# Some tricky details about PCA non-convexity

I am reading about PCA and I came up with a some contradictions. PCA based on this post, PCA optimization problem is given by:

\begin{aligned} \max_{w} \quad & w^T\Sigma w\\ \textrm{s.t.} \quad & w^Tw=1\\ \end{aligned}\quad(\text{P1}) where $$\Sigma$$ is the covariance matrix of data. My questions are:

1. In this post, it was stated by @whuber that $$w^T\Sigma w$$ is not Convex. How is that possible as $$\nabla w^T\Sigma w=\Sigma \succeq 0$$ (link)?
2. Also, in the same post it is stated that the unit sphere $$S^{n-1}\subset\mathbb{R}^n$$ is decidedly not convex. How it is that possible as it is proven that $$w^Tw=1$$ is convex?
3. Also, if $$w^T\Sigma w$$ is convex what is the intuition of maximizing it?

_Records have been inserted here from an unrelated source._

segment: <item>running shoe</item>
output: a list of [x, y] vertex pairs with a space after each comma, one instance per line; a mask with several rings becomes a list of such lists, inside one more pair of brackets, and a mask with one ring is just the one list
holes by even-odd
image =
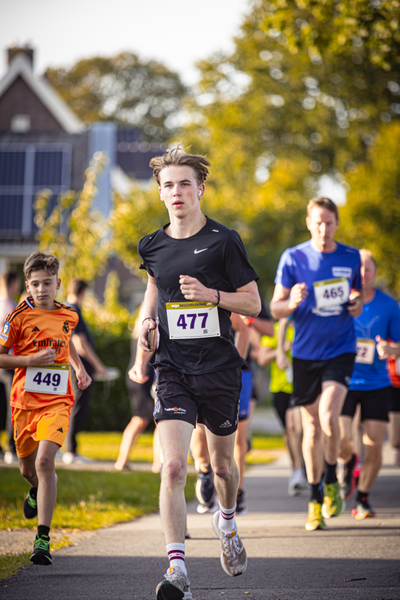
[[238, 493], [236, 496], [236, 511], [235, 512], [237, 515], [241, 515], [242, 517], [244, 515], [247, 515], [247, 506], [246, 506], [245, 497], [246, 497], [246, 492], [244, 490], [238, 490]]
[[303, 469], [295, 469], [289, 477], [288, 494], [289, 496], [298, 496], [302, 490], [308, 488], [308, 481], [304, 475]]
[[51, 565], [50, 538], [47, 535], [36, 536], [30, 561], [35, 565]]
[[31, 488], [25, 498], [24, 517], [26, 519], [34, 519], [37, 516], [36, 493], [37, 488]]
[[340, 497], [339, 482], [324, 483], [324, 503], [322, 514], [325, 519], [338, 517], [346, 508], [346, 501]]
[[356, 473], [358, 471], [358, 454], [353, 454], [350, 462], [341, 465], [338, 469], [338, 480], [340, 484], [340, 495], [342, 498], [350, 498], [356, 489]]
[[308, 503], [308, 515], [305, 528], [307, 531], [328, 529], [325, 525], [324, 517], [322, 516], [322, 505], [315, 500]]
[[355, 508], [353, 508], [353, 510], [351, 511], [351, 514], [356, 519], [356, 521], [362, 521], [367, 517], [376, 517], [376, 513], [370, 506], [367, 498], [363, 498], [361, 502], [357, 502]]
[[235, 577], [241, 575], [247, 569], [246, 550], [235, 529], [230, 533], [224, 533], [220, 530], [218, 527], [219, 513], [219, 510], [214, 513], [212, 528], [221, 540], [221, 565], [227, 575]]
[[156, 587], [157, 600], [193, 600], [190, 581], [178, 567], [170, 567]]
[[196, 481], [196, 497], [199, 501], [197, 512], [200, 514], [206, 512], [215, 512], [218, 508], [217, 493], [214, 486], [212, 470], [206, 473], [198, 471]]

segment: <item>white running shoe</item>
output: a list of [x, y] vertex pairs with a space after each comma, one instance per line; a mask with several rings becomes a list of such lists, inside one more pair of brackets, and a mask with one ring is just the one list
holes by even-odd
[[156, 587], [157, 600], [193, 600], [190, 581], [178, 567], [170, 567]]
[[221, 565], [227, 575], [235, 577], [241, 575], [247, 569], [247, 555], [242, 541], [234, 529], [230, 533], [224, 533], [218, 527], [219, 514], [217, 510], [212, 518], [214, 533], [221, 540]]
[[295, 469], [292, 471], [288, 483], [289, 496], [298, 496], [302, 490], [306, 490], [308, 487], [308, 481], [304, 475], [303, 469]]

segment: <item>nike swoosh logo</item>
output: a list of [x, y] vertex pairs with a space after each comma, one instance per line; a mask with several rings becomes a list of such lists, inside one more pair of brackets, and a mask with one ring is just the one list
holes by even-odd
[[206, 250], [208, 250], [208, 248], [203, 248], [202, 250], [195, 250], [194, 253], [195, 254], [200, 254], [200, 252], [205, 252]]

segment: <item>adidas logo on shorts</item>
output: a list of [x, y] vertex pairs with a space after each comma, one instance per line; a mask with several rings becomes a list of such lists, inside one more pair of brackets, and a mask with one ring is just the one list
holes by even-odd
[[220, 429], [227, 429], [228, 427], [232, 427], [232, 423], [229, 419], [227, 419], [225, 423], [222, 423], [222, 425], [219, 426]]

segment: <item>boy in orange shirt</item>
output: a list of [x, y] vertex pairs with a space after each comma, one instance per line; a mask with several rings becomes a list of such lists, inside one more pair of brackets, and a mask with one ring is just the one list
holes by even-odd
[[[30, 297], [11, 312], [0, 333], [0, 367], [15, 369], [11, 390], [14, 439], [21, 475], [32, 486], [24, 503], [28, 519], [38, 515], [31, 562], [50, 565], [50, 525], [56, 503], [55, 456], [68, 431], [74, 395], [69, 362], [81, 389], [91, 379], [72, 342], [78, 315], [56, 302], [59, 262], [34, 252], [24, 265]], [[13, 354], [9, 354], [12, 348]]]

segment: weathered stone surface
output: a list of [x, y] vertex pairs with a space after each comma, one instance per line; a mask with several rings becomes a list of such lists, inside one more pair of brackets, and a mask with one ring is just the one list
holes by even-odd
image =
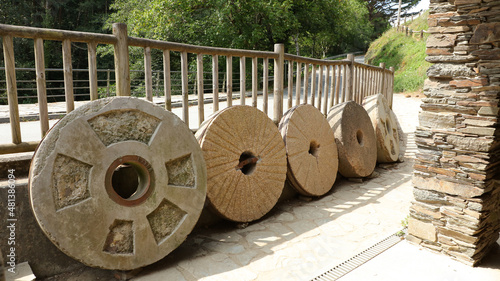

Could you please some one shade some light?

EDIT: I removed the second question. I just realized that we are dealing with a non-convex domain which cause as a non-convex problem, that is why we maximize (P1). Please, correct me If I am wrong.

1. $$w^T\Sigma w$$ is convex function, you're right. As far as I see, whuber's answer defines concave functions as what we usually know as convex functions. It's also pointed out in the comments.